I'm sure that it's an arguable point. I bet some felt that Legacies was the most anticipated book in our little community. Or perhaps Brian Keene's The Rising. Probably many felt that the Richard Matheson tribute anthology, He Is Legend, took the spot. But for me and a lot of other readers and collectors, the Richard Laymon tribute forthcoming from Cemetery Dance Publications, In Laymon's Terms, is the book that one that we want to see more than any other.

Richard Laymon. The name brings forth feelings of near deity status. Richard Laymon, as a writer, as a mentor, as a human being, meant so much to so many people. I never met the man, but I feel oddly as if I have.

Of course, not everyone is a fan. I've known people who vehemently dislike his work. They say that the books feel as if they were written by a twelve-year-old. A particularly perverted twelve-year-old. I can deal with that. I can't tell anyone what to like, and I'm damn sure not going to let anyone tell me what to like.

But to those of us that have read and have been delighted by Laymon's writing, the man is a God. For years and for dozens of publications, his work has been the standard of exploitation horror fiction. Many have tried to copy him. Few have succeeded in coming close. A few, such as Brett McBean's The Last Motel, have gotten it right.

Part of the reverence we feel has to do with the untimely death of Richard Laymon in 2001. How heartbreaking it was. And it remains. 2001 was the beginning of the Small Press Revolution. Things began going nuts then, and Richard Laymon was at the top of the mountain of writers that would be celebrated by the independent publishers. And his work was being published in his native United States after his work was practically shunned by the New York publishers for the previous decade or more.

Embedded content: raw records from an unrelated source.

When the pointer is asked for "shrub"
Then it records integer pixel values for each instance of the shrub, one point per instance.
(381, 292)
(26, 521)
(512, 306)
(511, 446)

I remember hearing about it as if it were yesterday. It started, we thought, as a rumor. Richard Laymon had died. False stories did and continue to fly through the Internet, and we hoped it was untrue. A group of us were at a forum that was called Horror.net at the time. An entirely different organization uses the domain now, but in 2001 I moderated a Horror Fiction Forum at Horror.net. All of us were hardcore Laymon fans. Horribly, we soon learned that it was true.

Since then, the cult of Richard Laymon fans has grown. Largely thanks to Leisure Books, who published numerous Laymon titles in their mass market paperback line. Many of us, however, had been in awe of Laymon for many years before Leisure began publishing him.

Laymon's debut novel, The Cellar, was something of a milestone in horror fiction. Sure, there were hard-hitting, over-the-top books published before The Cellar. Heck, Jack Ketchum's brutal Off Season was published in the same year. But few dealt with such ghastly situations with such glee as Richard Laymon did in The Cellar. It was always easy to see that he was having as much fun writing the books as his fans were having reading them.

Cemetery Dance Publications announced a massive tribute anthology honoring Richard Laymon---when was it? Ten years ago? Probably not quite that long. It's been a long time though. This enormous undertaking has been many years in the making and I think it's going to be the biggest book of its type ever published in the genre. This thing is going to be huge.

CD customers expected their book long ago. Many were upset, but I never gave up hope or grew impatient. Of course those that preordered In Laymon's Terms had every right to be pissed off. This book has been in the making too long. Far too long. However...

CD was behind on a lot of their projects, and they have made incredible progress in not only catching up, but presenting a lot of new material for the horror and suspense reading crowd. And In Laymon's Terms is now listed on the Coming Soon page of the Cemetery Dance website. I have a feeling there are going to be a lot of happy Richard Laymon fans in the near future.

Like I said, I haven't been in a hurry. I'd rather wait and get the best possible book, rather than have it rushed out before it's perfect.

This book, In Laymon's Terms, is simply a must-own volume for any horror fiction fan's library. Those that dislike Laymon's writing will pass, of course, but everyone else needs to own it. Devotees of Richard Laymon have surely preordered it by now. Those that are new to his work, or those that haven't read a lot of it, should grab a copy while they still can.